We have some trends now that work in favor of smaller stores and against the large retailers. One of them is that you’ve got consumers who don’t want to drive so far. They want a smaller store, and you’ve seen the average size of supermarkets come down for several years now.
Big companies lose a lot of their competitive advantage if they have to supply smaller stores. Big companies have big cost advantages supplying a relatively small number of large stores. And they don’t have a big cost advantage when trying to provide differentiating product. Their efficiencies don’t fit with finding local farmers or bringing in niche items. The economics of that don’t work out for the chains. This is an area where smaller merchants can gain a competitive edge.
Q: Your book, The Box: How the Shipping Container Made the World Smaller and the World Economy Bigger, points to challenges and necessity of staying nimble and adapting to a changing world. From supply chain logistics to international trade to food safety/security and traceability to sustainability, all have ties to the produce industry…
A: The container made it possible to think of international trade in produce; it’s brought a whole host of issues with it. Yes, you can get produce cheaper and produce in the winter. But there are new challenges with food safety and traceability. Retailers are even more disconnected in many cases from where produce is grown, and it puts new burdens on the industry.
Certainly, if you don’t think your business is under threat from changes in the industry, you’re crazy. A&P shook up the produce industry in the 1920’s just as Wal-Mart shook up the industry in the 1990’s. These are just examples of the pressures to cut costs throughout the distribution system.
One of the questions you have to ask yourself constantly in today’s economy is where are you adding value, and if people in an industry think that a competitor is not providing sufficient value to customers, it’s up to them to show that.
What we like about this book is that it portrays the rise and fall of A&P in the context of American ambivalence about size. On one hand, we yearn for the economies of scale size can bring, but on the other we celebrate the independent shopkeeper as an authentic America original, with his independence building the kind of character indispensible for the success of the American system of self-governance.
We see in this dispute the battle for the American soul waged between the Jeffersonians and the Hamiltonians. Thomas Jefferson imagined an America composed of sturdy Yeoman farmers and saw avoiding the piling in big cities as indispensable for developing the traits of character necessary for self-governance. In contrast, Hamilton envisioned a great commercial Republic with a powerful central government facilitating its rise.
In the end Americans love Jefferson, but they live in the world Hamilton created.
So Americans loved the independent shopkeeper, but the lure of better living standards through the efficiencies brought by A&P and similar chains became the world Americans actually lived in.
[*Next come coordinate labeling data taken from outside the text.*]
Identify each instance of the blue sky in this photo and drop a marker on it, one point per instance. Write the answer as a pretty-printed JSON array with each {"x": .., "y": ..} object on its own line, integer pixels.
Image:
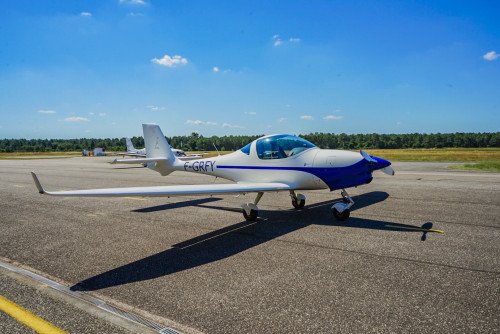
[{"x": 72, "y": 69}]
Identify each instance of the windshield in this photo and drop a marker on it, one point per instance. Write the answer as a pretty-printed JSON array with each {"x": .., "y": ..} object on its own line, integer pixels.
[{"x": 281, "y": 146}]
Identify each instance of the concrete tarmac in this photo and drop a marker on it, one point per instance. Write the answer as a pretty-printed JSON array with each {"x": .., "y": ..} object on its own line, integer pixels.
[{"x": 194, "y": 262}]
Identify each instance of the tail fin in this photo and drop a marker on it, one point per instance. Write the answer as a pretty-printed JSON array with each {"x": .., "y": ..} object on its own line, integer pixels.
[
  {"x": 157, "y": 147},
  {"x": 130, "y": 146}
]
Even while New York unions, intellectuals and many businesses stage efforts to keep Wal-Mart from New York City, it is very clear that if and when Wal-Mart does enter the City, the very protestors will be the best customers.
The one question with this narrative, certainly where produce is concerned, projecting into the future is that it is not clear that large organizations have a price advantage to offer.
As we chronicled both here and here in Pundit sister publication, PRODUCE BUSINESS, in markets such as Los Angeles, big chains have abandoned hundreds of stores as unprofitable. Yet these same exact locations are now being operated profitably by ethnic retailers.
In produce, these retailers often buy less expensively off a terminal market than large chains can buy FOB. Freed of expensive union contracts, these retailers are both more flexible and have a lower cost structure.
We also note that they often fly under the regulatory radar and thus can gain economies not available to big chains.
In any case, the issue is an exciting one, and we look forward to being at The New York Produce Show and Conference and learning from Marc Levinson.